Les archéologues ont découvert une vaste colonie de l’âge du bronze dans la steppe du Kazakhstan qui était probablement une ville majeure à son apogée il y a environ 3 600 ans, rapporte une nouvelle étude.
La première ville de Semiyarka s’étendait sur 346 acres (140 hectares), soit plus de quatre fois plus grande que les villages contemporains de la région. Le site, qui date de 1600 avant JC, est le premier site de la région découvert à disposer d’un espace important dédié à la métallurgie et à la production de bronze-étain, selon l’étude publiée mardi 18 novembre dans la revue Antiquité.
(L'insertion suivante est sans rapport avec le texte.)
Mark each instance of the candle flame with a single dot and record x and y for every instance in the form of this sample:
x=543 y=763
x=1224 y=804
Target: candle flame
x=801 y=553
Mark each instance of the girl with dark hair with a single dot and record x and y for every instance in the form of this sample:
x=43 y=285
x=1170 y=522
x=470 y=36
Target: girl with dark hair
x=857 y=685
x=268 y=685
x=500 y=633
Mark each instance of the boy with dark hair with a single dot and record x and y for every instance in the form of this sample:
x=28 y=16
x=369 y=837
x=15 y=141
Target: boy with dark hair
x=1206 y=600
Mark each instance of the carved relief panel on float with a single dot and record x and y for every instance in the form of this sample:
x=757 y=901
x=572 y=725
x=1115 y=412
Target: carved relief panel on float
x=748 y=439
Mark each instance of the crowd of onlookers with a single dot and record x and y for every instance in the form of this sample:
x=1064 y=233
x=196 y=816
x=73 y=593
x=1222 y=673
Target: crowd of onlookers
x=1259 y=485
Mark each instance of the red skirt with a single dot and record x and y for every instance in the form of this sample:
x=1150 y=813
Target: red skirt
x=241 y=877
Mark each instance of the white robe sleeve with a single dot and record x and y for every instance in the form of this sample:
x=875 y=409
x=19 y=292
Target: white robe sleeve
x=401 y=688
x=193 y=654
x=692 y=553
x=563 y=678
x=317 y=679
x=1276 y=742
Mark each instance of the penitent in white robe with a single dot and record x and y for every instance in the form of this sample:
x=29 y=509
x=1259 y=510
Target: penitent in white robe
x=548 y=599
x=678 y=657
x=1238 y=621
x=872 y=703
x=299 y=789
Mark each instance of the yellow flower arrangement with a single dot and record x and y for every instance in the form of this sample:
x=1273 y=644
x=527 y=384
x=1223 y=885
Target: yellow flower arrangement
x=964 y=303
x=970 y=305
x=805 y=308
« Semiyarka transforme notre compréhension des sociétés steppiques », premier auteur de l’étude Miljana Radivojevićarchéologue à l’University College de Londres, a déclaré dans un communiqué. « Cela démontre que les communautés mobiles étaient capables de construire et de maintenir des colonies permanentes et bien organisées, centrées sur une production métallurgique à grande échelle. »
Le site se trouve au sommet d’une falaise au-dessus de la rivière Irtych, dans le nord-est du Kazakhstan, surplombant un réseau de vallées. Son importance a incité les scientifiques à la surnommer « la ville aux sept ravins », et sa position suggère que la ville aurait pu contrôler les mouvements le long de la rivière, ont écrit les chercheurs dans l’étude.
Alors que l’équipe surveillait la zone avec des drones et fouillait quelques sections différentes du site, elle a remarqué deux rangées de terrassements, ou de grands bancs de terre, inclinés l’un vers l’autre et divisés en structures plus petites. Des murs en briques crues ont été construits le long de l’intérieur des berges et peuvent avoir délimité des ménages individuels.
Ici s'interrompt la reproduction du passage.